# Rib rack -- worth it?



## dougbennett (Aug 27, 2008)

So some other 'cue sites say to not use a rib rack and always smoke bone-side down? Does anyone here use rib racks? What are the pros and cons?


----------



## jslat (Aug 27, 2008)

Pros: Fit more ribs. Necessary on a BGE.

Cons: Harder to keep ribs moist. At low temp, most of the basting liquid will simply run off. Same thing with rendered fat. 

But I use it all the time on the BGE. If I have enough surface to put the ribs flat, I do it.


----------



## richtee (Aug 27, 2008)

Hey JS... Stop by the Roll Call forum and introduce yourself.... smoker type/s, experience, location, etc. We're a nosy bunch ya see... plus it helps us help you out should ya need any.  Welcome to SMF!


----------



## richtee (Aug 27, 2008)

I agree on the bone side down. Rib racks to me are only used when absolutely needed. It's just harder to smoke 'em sideways for me. The mop runs off, and they seem to take more time, and tend to be less moist. Or it seems that way.

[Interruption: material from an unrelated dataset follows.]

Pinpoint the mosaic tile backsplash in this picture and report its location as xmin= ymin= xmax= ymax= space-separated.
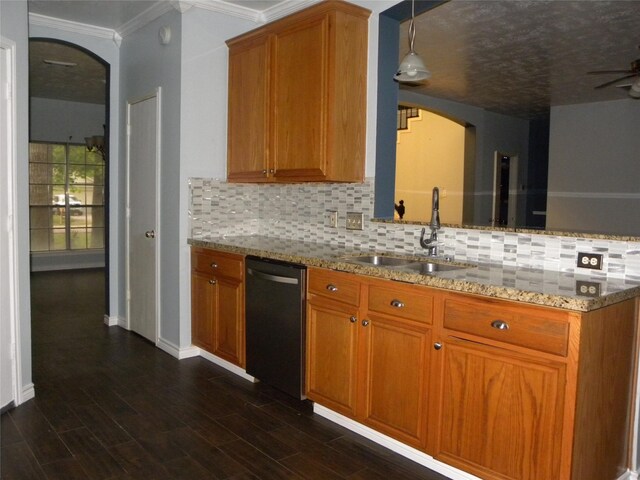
xmin=189 ymin=178 xmax=640 ymax=281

I mean they help...but ONLY to get more on the smoker, at a small quality cost I believe.


----------



## fatback joe (Aug 27, 2008)

I am a fan of them for the space savings.  Let's me put in 8 racks where only 3 would fit laying flat.  The cooks where I don't need the space, I don't bother with them, but that is just because it seems easier to just toss them on the grate, I haven't noticed any decrease in quality having them in racks, but I don't mop or anything either, so there is nothing to run off.   I use racks at the comps and have done alright.......but who knows, maybe I would have wond the damn things if it weren't for the racks.


----------